Nel nostro modo di lavorare ci interessa ridurre l’edificio alle sue forme più essenziali e basilari. Esprimere questo aspetto senza l’uso del colore ma solo in bianco e nero è affine al nostro pensiero. Lavorando in bianco e nero non ci sono fronzoli nell’immagine; vedi la forma dell’edificio, capisci come la luce lo lavora, capisci come può funzionare in un contesto, senza la necessità di addobbarlo o vestirlo con altre cose. La stessa “crudezza” che c’è in qualche scelta progettuale poi si riflette nel modo di presentare l’edificio.

Barozzi Veiga, Philharmonic Hall Szczecin – Szczecin, Poland 2007 – 2014 – Photo: Simon Menges
Molti dei vostri progetti sono edifici per la cultura, come musei o auditorium.

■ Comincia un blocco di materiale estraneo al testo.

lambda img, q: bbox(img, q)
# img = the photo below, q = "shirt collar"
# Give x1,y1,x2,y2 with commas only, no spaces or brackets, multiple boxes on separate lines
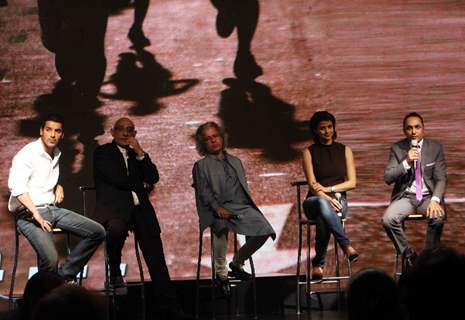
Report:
418,139,424,148
116,144,128,156
206,151,228,161
35,138,61,161
405,138,424,148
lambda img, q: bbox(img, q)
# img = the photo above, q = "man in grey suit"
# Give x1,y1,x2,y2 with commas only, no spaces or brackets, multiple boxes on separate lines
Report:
192,122,275,294
382,112,446,270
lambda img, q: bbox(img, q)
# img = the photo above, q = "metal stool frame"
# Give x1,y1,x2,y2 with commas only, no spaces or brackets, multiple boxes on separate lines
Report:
292,180,353,315
9,216,72,311
79,186,146,320
195,227,258,320
392,213,426,278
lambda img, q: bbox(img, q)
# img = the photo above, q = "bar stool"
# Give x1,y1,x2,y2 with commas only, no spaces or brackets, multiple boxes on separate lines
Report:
292,180,353,315
79,186,146,320
392,213,426,278
195,226,258,319
8,216,72,311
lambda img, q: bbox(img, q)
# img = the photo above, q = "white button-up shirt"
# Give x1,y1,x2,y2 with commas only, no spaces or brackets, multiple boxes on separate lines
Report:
116,145,141,206
8,138,61,212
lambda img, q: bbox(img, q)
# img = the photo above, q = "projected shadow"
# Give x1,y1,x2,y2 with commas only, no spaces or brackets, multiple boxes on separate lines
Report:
218,79,309,162
100,49,200,115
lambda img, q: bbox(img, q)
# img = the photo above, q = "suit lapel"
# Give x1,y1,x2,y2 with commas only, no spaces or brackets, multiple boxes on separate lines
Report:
111,142,129,175
420,139,429,170
398,139,413,184
400,139,410,158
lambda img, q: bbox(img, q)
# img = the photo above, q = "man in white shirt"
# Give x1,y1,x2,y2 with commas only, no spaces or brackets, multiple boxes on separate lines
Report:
382,112,447,271
8,114,105,282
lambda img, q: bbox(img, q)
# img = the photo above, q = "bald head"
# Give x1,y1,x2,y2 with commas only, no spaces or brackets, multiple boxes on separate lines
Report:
114,117,134,129
111,117,137,147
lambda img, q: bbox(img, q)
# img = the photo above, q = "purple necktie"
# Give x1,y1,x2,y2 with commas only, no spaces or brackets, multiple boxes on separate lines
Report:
415,155,423,201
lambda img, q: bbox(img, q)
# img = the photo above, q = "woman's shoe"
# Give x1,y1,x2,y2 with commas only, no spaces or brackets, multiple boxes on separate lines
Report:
311,266,324,280
342,245,359,263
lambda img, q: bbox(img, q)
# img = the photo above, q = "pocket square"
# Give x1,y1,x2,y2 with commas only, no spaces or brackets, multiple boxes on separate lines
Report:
425,162,435,167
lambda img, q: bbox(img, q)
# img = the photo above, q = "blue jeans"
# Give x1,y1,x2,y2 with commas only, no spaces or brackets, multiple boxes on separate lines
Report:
303,195,350,267
17,205,105,279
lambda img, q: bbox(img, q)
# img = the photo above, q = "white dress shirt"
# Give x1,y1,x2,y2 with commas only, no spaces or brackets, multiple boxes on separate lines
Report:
8,138,61,212
116,145,142,206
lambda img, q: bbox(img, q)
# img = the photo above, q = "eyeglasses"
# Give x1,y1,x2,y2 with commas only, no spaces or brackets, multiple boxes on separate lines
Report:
114,126,136,134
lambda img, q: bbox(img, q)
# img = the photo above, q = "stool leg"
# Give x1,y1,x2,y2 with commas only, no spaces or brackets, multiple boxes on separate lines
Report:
9,225,19,311
210,229,216,320
346,255,352,277
103,238,115,320
234,234,239,317
195,229,203,319
134,234,146,320
249,256,258,320
394,252,399,279
296,221,302,315
306,223,312,313
334,237,341,310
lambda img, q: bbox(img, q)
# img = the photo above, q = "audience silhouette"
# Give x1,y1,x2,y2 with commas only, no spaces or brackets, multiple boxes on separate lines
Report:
347,268,402,320
399,246,465,320
32,285,104,320
15,271,64,320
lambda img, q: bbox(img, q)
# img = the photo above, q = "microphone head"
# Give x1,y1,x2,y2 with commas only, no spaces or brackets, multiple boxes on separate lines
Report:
411,139,418,147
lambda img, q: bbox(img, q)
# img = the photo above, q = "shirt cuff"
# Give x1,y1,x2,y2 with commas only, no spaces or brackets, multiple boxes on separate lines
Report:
431,196,441,203
10,187,28,197
402,159,411,171
136,153,146,161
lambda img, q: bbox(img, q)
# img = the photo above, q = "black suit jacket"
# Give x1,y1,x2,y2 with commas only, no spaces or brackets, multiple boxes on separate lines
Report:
92,141,161,233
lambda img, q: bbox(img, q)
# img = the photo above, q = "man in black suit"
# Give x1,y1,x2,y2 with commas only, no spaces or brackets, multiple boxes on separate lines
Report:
382,112,447,271
93,117,182,317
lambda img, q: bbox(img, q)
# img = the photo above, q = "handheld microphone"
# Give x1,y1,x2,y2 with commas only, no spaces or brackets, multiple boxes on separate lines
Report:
229,213,242,220
214,212,242,220
411,139,419,170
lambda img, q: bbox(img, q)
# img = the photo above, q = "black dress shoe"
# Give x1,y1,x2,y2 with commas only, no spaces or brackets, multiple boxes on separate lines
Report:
215,277,231,296
228,262,252,280
402,247,417,274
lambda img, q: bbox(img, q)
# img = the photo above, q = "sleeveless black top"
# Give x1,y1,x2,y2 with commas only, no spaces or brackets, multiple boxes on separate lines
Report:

Sono temi che sentite più vostri e quindi privilegiate, oppure si tratta di un filone che avete perseguito, orientandovi su questo tipo di architetture?
Direi entrambe le cose. Quello che ci interessa è aver sul tavolo di lavoro sempre tipologie diverse, non ci siamo mai voluti specializzare in un certo tipo di programma. È vero anche che negli ultimi anni, per una serie di concorsi che abbiamo vinto, il lavoro è stato più che altro su edifici a carattere culturale. Forse perché in quell’ambito c’erano più concorsi, non saprei… È stato un po’ casuale il fatto di iniziare a lavorare con edifici culturali, poi però è stato invece ricercato; lavorare con programmi che hanno a che fare con un edificio pubblico, con spazi pubblici interni ed esterni, ci interessa molto e ci mette a nostro agio. Resta il fatto che ci piace fare un po’ di tutto, non ci mettiamo dei paletti.